FINITE-SIZE SCALING AND MONTE-CARLO SIMULATIONS OF 1ST-ORDER PHASE-TRANSITIONS

We develop a detailed finite-size-scaling theory at a general, asymmetric, temperature-driven, strongly first-order phase transition in a system with periodic boundary conditions. We compute scaling functions for various cumulants of energy in the form U(L,t) = U0(tL(d)) + L(-d)U1(tL(d)) with t = 1 - T(c)/T. In particular, we consider the specific heat and Binder's fourth cumulant and show this has a minimum value of 2/3 - (e1/e2-e2/e1)2/12 + O(L(-d)) at a temperature T(c)(2)(L) - T(c) = O(L(-d)). Various other pseudocritical temperatures corresponding to extrema of other cumulants are evaluated.

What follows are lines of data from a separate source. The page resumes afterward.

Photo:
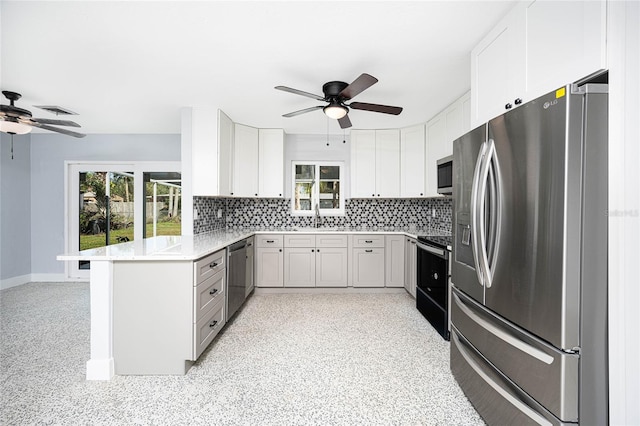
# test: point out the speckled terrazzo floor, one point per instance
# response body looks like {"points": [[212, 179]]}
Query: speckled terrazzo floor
{"points": [[339, 359]]}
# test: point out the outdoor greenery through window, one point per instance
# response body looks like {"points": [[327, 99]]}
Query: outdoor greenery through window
{"points": [[107, 206], [317, 185]]}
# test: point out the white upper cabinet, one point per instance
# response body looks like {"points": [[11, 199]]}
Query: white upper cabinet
{"points": [[537, 47], [388, 163], [363, 160], [207, 137], [412, 156], [441, 131], [270, 163], [375, 163], [245, 161]]}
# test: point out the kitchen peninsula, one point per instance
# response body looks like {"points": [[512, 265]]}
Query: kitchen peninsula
{"points": [[151, 308]]}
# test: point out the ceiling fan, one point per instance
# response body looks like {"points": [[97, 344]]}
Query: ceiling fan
{"points": [[337, 93], [18, 121]]}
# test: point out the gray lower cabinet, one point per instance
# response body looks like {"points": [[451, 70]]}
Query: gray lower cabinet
{"points": [[166, 313], [315, 260], [368, 267], [269, 261], [410, 263]]}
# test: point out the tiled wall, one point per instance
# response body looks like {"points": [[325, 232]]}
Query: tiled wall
{"points": [[359, 213]]}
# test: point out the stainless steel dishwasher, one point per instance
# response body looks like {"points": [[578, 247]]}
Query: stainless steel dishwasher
{"points": [[236, 276]]}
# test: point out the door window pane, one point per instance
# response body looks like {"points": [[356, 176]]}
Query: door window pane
{"points": [[163, 203], [106, 209]]}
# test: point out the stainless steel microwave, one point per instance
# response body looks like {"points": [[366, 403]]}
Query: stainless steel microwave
{"points": [[445, 175]]}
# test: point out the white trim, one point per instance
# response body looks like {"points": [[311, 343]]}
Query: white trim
{"points": [[315, 190], [101, 364]]}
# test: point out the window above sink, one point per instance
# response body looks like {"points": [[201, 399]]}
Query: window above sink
{"points": [[317, 184]]}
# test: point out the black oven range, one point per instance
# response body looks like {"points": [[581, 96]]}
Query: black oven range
{"points": [[432, 290]]}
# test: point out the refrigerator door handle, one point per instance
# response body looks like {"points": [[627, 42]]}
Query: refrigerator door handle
{"points": [[502, 335], [504, 392], [474, 213], [480, 209]]}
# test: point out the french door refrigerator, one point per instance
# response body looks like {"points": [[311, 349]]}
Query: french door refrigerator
{"points": [[529, 267]]}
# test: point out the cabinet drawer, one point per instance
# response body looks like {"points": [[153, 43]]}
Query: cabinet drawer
{"points": [[368, 240], [207, 294], [269, 241], [207, 328], [331, 240], [300, 240], [209, 266]]}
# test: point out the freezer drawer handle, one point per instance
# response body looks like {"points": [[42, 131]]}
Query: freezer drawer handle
{"points": [[533, 415], [528, 349]]}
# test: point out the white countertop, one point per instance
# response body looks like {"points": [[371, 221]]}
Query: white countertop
{"points": [[194, 247]]}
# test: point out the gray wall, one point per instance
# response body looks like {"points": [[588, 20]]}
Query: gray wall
{"points": [[48, 154], [15, 206]]}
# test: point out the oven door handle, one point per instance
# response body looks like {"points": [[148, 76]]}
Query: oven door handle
{"points": [[433, 250]]}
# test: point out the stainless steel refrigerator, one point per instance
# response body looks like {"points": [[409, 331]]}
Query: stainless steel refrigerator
{"points": [[529, 264]]}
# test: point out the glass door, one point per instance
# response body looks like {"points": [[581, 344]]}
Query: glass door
{"points": [[106, 206]]}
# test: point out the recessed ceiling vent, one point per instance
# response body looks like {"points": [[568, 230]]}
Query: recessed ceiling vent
{"points": [[56, 109]]}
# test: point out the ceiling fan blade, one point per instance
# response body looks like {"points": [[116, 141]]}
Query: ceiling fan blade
{"points": [[55, 122], [359, 85], [344, 122], [385, 109], [55, 129], [300, 92], [302, 111]]}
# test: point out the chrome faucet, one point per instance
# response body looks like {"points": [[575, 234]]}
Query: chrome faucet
{"points": [[317, 218]]}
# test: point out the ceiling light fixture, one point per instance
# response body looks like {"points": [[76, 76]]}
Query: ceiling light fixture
{"points": [[13, 127], [335, 110]]}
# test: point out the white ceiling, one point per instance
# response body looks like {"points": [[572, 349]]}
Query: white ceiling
{"points": [[128, 67]]}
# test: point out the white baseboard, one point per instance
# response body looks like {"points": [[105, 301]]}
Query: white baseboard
{"points": [[38, 278], [53, 278], [15, 281]]}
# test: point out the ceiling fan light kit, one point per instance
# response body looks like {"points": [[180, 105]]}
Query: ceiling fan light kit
{"points": [[18, 121], [335, 111], [7, 125], [336, 93]]}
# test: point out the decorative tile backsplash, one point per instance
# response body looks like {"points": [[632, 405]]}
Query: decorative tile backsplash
{"points": [[409, 213]]}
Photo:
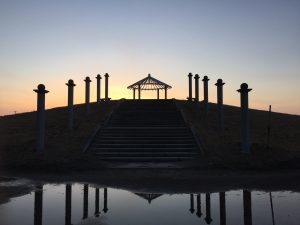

We compare these theoretical predictions with extensive Monte Carlo simulations of the nominally strong first-order transitions in the eight- and ten-state Potts models in two dimensions for system sizes L less-than-or-equal-to 50. The ten-state simulations agree with theory in all details in contrast to the eight-state data, and we give estimates for the bulk specific heats at T(c) using all exactly known analytic results. A criterion is developed to estimate numerically whether or not system sizes used in a simulation of a first-order transition are in the finite-size-scaling regime.